Макатюк вышел в круг в шинели, с мотавшимися на ней орденами, внакидку и с руками в карманах, и прошелся по кругу шагом, чуть встряхивая плечами и прищуря глаз, поглядывая кругом всё равно на кого, хотя обращение [?], казалось, имело в виду какого [то] одного приятеля, с которым он этим взглядом вспоминал штуку. Он остановился посередине и то он плясал. Плясал больше быстроногого рекрута, одной противуположностью своей неподвижности с удалью песни. Вдруг он повернулся, вспрыгнул, сел на корточки, сделал два раза ногами, поднялся, перевернулся и, не останавливаясь и отталкивая останавливающих, пошел вон из круга.
— Ну, вас совсем, пущай молодые ребята пляшут, пойти ружье почистить.

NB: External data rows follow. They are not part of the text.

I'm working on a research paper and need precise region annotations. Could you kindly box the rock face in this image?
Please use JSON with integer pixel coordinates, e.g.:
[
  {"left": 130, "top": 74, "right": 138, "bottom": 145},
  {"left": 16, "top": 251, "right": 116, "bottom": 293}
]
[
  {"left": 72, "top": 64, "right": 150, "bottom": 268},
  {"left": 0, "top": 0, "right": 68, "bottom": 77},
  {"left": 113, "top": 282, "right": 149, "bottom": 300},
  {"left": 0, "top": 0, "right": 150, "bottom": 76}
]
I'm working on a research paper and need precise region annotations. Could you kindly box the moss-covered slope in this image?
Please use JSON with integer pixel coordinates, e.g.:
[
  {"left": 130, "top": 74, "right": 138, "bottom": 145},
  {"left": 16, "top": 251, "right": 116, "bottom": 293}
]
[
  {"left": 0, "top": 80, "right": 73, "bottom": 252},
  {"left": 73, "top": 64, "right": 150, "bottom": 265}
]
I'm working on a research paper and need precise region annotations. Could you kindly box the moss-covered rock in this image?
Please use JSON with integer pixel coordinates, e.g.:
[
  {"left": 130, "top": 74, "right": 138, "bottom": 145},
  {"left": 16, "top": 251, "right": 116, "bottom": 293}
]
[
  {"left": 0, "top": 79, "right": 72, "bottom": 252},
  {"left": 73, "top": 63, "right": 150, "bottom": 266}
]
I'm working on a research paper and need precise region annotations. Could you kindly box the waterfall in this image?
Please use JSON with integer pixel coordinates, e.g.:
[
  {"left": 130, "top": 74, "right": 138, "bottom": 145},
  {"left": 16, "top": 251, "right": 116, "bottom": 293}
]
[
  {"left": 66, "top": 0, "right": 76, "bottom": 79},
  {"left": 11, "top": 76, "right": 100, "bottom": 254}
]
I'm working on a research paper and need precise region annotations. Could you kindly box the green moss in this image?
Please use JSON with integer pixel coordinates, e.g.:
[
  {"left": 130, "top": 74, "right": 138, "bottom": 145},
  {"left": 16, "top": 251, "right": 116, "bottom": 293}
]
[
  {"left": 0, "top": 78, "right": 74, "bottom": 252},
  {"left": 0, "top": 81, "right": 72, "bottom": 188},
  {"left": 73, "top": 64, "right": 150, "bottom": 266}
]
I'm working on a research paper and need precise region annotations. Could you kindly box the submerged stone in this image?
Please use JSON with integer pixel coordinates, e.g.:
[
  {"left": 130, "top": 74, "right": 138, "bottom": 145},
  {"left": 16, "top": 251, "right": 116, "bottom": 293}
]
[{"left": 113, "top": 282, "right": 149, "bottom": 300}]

На самом крайнем правом фланге в то же время в одном из эскадронов драгун между коновязями слышался крик, но крик не песни, не смеха, не многих людей, а крик одного человека, болезненный, страждущий, испуганный и всё-таки еще притворный крик. Два драгуна, раздевшись для ловкости, взмахивали над головой и в такт били длинными розгами по до половины обнаженному телу солдата, наказываемого за воровство. Солдаты с остановившимися выражениями лиц стояли кругом (им велено было). Один офицер, толстый майор, нахмуривши[1774] одутловое лицо, переваливаясь назад в грязной шинели, ходил взад и вперед и, не обращая внимания на крик и не переставая, говорил:
— Солдату позорно украсть, солдат должен быть честен, благороден и храбр, а коли у своего брата украл, так в нем чести нет, это мерзавец. Еще, еще. И всё слышались удары и притворный и отчаянный крик. Лошади на коновязи косились на лежащего солдата. Одна взбрыкнула и все всполошились. Унтер офицер крикнул.